Ernest Hemingway. He's probably my favorite author.
He's credited with the quote, "The first draft of anything is shit." It's become one of those writerly prescripts to which so many people religiously adhere. But Hemingway, as much as he rocks, may be a bit out of date.
In Hemingway's time, first drafts were actually first drafts -- things on paper, often written by hand in ink or on a standard typewriter. How could they not be shit? For most authors today, technology prevents the completion of anything that could legitimately qualify as a first draft.
Now, I'm not saying that other people out there use the same method as I do when writing -- and I talk to so few published authors about manners of execution, anyway -- but I'd estimate that by the time I actually type out the last couple paragraphs of any novel, that I've actually rewritten the entire draft -- every section of it -- from 5 to 10 times.
Just imagine how difficult it would have been in Hemingway's time to substitute a word, correct spelling, change the placement of a passage of paragraphs, entirely change a character's name, or shorten or lengthen the time frame of the arc of the narrative? I've done all of these things in the novels that I've written, and, given the technology that writers utilize today, it's pretty damned easy to do as you go along.

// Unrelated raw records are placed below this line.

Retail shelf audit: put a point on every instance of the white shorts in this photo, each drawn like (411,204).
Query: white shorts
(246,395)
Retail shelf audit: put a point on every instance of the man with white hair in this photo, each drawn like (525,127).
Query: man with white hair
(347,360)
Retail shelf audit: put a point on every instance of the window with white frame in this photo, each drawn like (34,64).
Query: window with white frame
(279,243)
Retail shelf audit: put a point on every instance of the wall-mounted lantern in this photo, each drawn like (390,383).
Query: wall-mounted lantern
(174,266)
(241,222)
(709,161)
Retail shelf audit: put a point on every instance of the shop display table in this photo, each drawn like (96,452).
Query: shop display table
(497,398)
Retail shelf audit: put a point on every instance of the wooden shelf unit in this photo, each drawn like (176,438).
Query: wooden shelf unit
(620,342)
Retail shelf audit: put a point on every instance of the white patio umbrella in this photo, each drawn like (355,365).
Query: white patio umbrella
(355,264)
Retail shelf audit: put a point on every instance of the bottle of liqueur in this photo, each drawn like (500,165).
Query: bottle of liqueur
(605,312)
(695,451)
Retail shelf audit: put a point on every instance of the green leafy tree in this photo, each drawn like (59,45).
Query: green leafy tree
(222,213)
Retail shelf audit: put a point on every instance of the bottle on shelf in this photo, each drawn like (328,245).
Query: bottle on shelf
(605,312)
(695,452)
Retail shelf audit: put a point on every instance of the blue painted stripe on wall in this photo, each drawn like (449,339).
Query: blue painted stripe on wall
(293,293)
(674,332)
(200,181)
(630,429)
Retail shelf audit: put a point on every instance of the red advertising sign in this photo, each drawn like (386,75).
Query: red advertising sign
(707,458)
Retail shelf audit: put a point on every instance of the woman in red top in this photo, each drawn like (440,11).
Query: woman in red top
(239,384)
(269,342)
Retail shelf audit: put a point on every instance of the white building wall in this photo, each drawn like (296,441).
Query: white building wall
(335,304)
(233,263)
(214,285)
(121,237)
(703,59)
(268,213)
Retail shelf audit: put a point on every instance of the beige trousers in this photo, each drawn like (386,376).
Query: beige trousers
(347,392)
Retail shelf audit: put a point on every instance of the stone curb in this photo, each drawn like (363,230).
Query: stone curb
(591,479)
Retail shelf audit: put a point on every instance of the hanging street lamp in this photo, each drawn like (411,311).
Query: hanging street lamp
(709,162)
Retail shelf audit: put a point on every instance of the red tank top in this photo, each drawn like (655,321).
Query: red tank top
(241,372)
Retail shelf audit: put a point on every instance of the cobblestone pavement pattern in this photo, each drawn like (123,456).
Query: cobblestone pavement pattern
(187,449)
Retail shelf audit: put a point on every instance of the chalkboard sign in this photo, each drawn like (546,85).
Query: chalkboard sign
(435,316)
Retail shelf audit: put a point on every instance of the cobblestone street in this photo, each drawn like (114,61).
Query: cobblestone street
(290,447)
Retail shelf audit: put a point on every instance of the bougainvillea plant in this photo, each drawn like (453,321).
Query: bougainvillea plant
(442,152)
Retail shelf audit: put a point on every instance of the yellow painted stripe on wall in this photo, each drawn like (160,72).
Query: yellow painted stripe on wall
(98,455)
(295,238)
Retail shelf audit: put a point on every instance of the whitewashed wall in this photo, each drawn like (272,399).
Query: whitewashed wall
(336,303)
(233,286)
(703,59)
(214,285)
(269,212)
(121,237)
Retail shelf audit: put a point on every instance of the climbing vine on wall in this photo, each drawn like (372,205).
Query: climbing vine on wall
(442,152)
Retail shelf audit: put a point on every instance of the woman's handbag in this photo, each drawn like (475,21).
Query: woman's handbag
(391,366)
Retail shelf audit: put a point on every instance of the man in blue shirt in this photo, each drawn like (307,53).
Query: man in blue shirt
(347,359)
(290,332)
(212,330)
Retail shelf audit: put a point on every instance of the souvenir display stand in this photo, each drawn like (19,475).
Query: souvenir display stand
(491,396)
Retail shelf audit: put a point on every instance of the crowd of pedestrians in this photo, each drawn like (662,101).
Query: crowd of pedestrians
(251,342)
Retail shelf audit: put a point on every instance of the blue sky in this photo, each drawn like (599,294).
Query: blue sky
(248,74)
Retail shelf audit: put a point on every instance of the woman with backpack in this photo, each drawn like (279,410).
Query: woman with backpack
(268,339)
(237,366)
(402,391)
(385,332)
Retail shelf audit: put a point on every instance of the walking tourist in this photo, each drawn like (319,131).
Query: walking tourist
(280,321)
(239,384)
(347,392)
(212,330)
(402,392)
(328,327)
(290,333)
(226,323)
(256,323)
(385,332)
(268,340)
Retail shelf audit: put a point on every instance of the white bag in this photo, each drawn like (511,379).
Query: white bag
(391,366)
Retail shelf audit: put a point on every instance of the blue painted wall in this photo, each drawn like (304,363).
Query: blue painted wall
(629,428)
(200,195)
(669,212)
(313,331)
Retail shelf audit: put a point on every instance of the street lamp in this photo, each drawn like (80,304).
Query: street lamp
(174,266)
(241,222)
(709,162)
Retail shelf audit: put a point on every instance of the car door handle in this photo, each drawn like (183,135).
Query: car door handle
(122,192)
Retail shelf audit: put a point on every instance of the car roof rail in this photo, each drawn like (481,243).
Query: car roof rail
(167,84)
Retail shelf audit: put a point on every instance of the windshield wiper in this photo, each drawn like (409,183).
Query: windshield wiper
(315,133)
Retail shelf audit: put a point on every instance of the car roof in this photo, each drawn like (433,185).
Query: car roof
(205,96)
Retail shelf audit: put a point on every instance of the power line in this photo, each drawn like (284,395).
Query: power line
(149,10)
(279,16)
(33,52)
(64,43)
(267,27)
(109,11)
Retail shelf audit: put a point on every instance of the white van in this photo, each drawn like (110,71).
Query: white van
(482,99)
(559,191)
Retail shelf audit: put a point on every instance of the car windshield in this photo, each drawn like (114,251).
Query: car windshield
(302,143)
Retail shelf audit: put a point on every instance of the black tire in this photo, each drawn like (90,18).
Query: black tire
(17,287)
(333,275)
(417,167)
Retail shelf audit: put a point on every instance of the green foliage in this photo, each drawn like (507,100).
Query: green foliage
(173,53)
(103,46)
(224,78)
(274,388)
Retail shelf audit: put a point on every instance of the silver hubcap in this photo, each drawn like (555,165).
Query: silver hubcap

I would imagine, on the other hand, that writers working between, say, the 1920s and 1960s, like Hemingway, would have to get everything out on paper, cross things out, cuss, write in margins, draw arrows, and toil through the entire project (as a true first draft) before going back to the beginning and "making nice" with all the demons they scared up along the way.
Now, I'd also imagine that today there are writers who, when they begin writing, move in one direction only and plow through a first draft without looking back, doing multiple saves, keeping reference passages tucked away for possible future use, etc. That's another way of doing it. But for me, when I finish the draft of a novel... it's pretty much ready to go.